Re: Boolean Integral

*To*: mathgroup at smc.vnet.net*Subject*: [mg62396] Re: Boolean Integral*From*: "antononcube" <antononcube at gmail.com>*Date*: Wed, 23 Nov 2005 01:12:11 -0500 (EST)*References*: <dlupfj$nb2$1@smc.vnet.net>*Sender*: owner-wri-mathgroup at wolfram.com

These settings seem to work: In[8]:= NIntegrate[chi[foo[x], y1, y2], {x, 0, 20}, MinRecursion -> 4, MaxRecursion -> 200, SingularityDepth -> 1000] NIntegrate::slwcon: Numerical integration converging too slowly; suspect one of the following: singularity, value of the integration being 0, oscillatory integrand, or insufficient WorkingPrecision. If your integrand is oscillatory try using the option Method->Oscillatory in NIntegrate.

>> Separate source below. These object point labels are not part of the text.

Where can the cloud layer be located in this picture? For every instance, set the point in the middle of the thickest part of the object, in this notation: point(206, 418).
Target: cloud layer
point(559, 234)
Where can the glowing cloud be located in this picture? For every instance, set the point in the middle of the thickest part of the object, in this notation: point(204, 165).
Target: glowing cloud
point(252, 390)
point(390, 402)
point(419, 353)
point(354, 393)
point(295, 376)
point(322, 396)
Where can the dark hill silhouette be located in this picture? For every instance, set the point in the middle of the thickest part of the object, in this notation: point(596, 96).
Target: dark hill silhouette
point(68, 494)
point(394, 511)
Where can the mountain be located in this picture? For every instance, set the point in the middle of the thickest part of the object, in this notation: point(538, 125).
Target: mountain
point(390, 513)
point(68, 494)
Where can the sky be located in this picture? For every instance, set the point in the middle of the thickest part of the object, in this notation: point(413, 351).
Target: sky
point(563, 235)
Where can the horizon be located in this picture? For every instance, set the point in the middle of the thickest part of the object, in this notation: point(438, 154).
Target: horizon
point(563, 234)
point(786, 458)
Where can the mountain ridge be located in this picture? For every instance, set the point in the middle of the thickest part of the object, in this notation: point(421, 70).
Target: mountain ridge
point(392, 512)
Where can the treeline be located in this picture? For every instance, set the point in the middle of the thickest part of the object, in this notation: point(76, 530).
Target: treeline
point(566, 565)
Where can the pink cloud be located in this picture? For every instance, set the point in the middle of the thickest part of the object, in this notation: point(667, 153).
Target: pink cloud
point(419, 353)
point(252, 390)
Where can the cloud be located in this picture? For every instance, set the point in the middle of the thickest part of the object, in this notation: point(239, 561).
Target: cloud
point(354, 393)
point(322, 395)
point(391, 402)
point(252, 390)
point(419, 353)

Out[8]= 1.33977 As you said, the reason for NIntegrate to stop with the default settings is because the sampling points of the first integration step are where the integrand is 0. Increasing the number of initial sampling points with the option MinRecursion allows NIntegrate to see that the integrand is non-zero, and on what areas the computational efforts should be concentrated. These plots with different values for the parameter minrec (eg, 0, 2, 4) might clarify my explanation further: In[43]:= minrec = 4; In[44]:=pnts = Reap[NIntegrate[chi[foo[x], y1, y2], {x, 0, 20}, MinRecursion -> minrec, MaxRecursion -> 200, SingularityDepth -> 1000, EvaluationMonitor :> Sow[x]]][[2,1]]; In[45]:= Length[pnts] Out[45]= 4972 In[46]:=ListPlot[Transpose[{pnts, Range[Length[pnts]]}]] Further, if the zeroes of your function foo are known (e.g. foo[x_]:=Sin[x]) the piecewise handling of NIntegrate will simplify the integrand to the non-zero parts of it only (and the integration will be much faster). Again you can see this with the plots above, and using Length[pnts]. In[58]:=pnts = Reap[NIntegrate[chi[Sin[x], y1, y2], {x, 0, 20},EvaluationMonitor :> Sow[x]]][[2,1]]; In[59]:=Length[pnts] Out[59]=77 In[60]:=ListPlot[Transpose[{pnts,Range[Length[pnts]]}]] Anton Antonov, Wolfram Research, Inc.